Only purchase from reputable sellers
The number one thing that both of our experts stressed is to purchase from a reputable retailer.
Dr. Burgert says, "Since European products are illegal to sell in the U.S. because they are not FDA regulated, any product purchased is going through a third-party vendor. There are going to be nefarious characters who take advantage of this import market. Today, I don't know if my families are getting a preferred German product or a can of flour with a photoshopped label."
If you have friends or family in the EU who can purchase formula locally and ship it to the U.S., that's the best way to ensure that you're getting the right product.
Pay attention to shipping times
If it's offered, choose expedited shipping, as this reduces the risk of time the formula will spend outside of a temperature controlled environment.
Whitmore says, "We know that if formula is sitting in extreme temperatures it can degrade the nutrient value, so we don't want formula that's coming from Australia or Europe and that's in transit for a week or two. We don't want it sitting in a warehouse in customs for a long time."
Make sure the product is unopened and what you ordered
Once your shipment of formula arrives, Dr. Burgert suggests carefully checking to ensure that "what arrives at your home is unopened, not expired and is the product you ordered."
If the packaging is at all dented or torn, bacteria or moisture may have entered the formula, rendering it unsafe. If that's the case, toss it in the trash immediately.
Find mixing instructions in English
International formulas often have different mixing equivalents than those of U.S. formulas—usually two scoops of formula rather than one—so if the formula you ordered doesn't include instructions in English, be sure to reach out to the company to get some you can understand.

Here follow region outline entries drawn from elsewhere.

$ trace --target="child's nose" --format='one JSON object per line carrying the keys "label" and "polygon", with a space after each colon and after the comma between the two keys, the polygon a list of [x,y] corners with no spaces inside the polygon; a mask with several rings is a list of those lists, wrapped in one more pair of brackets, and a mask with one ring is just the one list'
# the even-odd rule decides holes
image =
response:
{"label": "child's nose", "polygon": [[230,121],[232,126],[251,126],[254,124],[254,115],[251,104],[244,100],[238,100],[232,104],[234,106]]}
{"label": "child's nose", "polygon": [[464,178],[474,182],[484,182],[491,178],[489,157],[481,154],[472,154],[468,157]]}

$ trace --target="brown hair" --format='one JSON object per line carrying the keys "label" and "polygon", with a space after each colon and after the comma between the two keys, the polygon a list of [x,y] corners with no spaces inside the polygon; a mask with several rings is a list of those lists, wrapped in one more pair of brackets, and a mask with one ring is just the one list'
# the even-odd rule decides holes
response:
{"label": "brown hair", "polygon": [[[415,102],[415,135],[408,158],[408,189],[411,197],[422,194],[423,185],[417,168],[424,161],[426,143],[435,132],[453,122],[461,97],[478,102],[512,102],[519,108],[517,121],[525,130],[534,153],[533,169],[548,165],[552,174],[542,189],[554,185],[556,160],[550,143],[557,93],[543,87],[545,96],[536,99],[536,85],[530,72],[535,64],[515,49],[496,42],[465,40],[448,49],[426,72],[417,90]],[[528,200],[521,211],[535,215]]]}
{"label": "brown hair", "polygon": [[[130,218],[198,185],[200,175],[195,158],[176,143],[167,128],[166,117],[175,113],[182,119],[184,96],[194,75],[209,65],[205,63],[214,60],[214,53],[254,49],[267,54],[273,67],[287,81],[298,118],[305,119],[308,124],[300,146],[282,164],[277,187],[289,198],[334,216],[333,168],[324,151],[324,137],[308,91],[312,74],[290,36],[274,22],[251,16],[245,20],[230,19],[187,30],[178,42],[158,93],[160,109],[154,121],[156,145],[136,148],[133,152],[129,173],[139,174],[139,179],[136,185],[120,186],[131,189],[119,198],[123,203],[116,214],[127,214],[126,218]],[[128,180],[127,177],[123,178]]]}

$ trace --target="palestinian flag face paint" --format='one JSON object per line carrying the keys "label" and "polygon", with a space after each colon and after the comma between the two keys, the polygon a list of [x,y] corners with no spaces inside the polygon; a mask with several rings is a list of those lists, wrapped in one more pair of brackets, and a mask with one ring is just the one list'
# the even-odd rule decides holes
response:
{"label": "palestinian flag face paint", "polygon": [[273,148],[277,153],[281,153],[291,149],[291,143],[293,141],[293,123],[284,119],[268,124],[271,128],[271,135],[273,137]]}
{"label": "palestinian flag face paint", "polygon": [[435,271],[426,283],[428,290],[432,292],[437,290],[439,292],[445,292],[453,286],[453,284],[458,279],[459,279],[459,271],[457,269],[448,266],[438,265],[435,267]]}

Don't run the risk of inadvertently using too much water and not enough powdered formula, which can be dangerous for your baby.
Always talk to your pediatrician first
As with anything having to do with changes to your baby's feeding routine, it's best to discuss your intentions with your pediatrician first before starting something new.
Plus, you may be pleasantly surprised to discover that they have formula options you may not have known about.
As Dr. Burgert points out, "Many of us have access to alternative brands that will be close to products a baby is used to using, or have suggestions on other options that will be more reliable until this crisis passes."